English author and educator

Gervase Phinn (born 27 December 1946) is an English author and educator. After a career as a teacher he became a schools inspector and, latterly, Visiting Professor of Education at the University of Teesside. He graduated from Leeds Trinity University in 1970 with a degree in Education.

He has published five volumes of memoir, collections of poetry and a number of books about education. He has a particular interest in children's literature and literacy.

==Career==
Phinn taught in a range of schools for fourteen years before becoming an education adviser and school inspector.
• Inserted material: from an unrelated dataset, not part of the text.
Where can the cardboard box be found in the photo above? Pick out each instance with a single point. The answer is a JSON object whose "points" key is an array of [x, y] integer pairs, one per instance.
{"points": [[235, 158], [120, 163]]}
He is now:
- a freelance lecturer, broadcaster and writer
- President of the School Library Association for 2006–2009
- a consultant for the Open University
- Honorary Fellow of York St John University
- Doctor of Letters of the University of Leicester
- Fellow and Visiting Professor of Education at The University of Teesside.

==Bibliography==
He has published many articles, chapters and books and edited a range of poetry and short story collections.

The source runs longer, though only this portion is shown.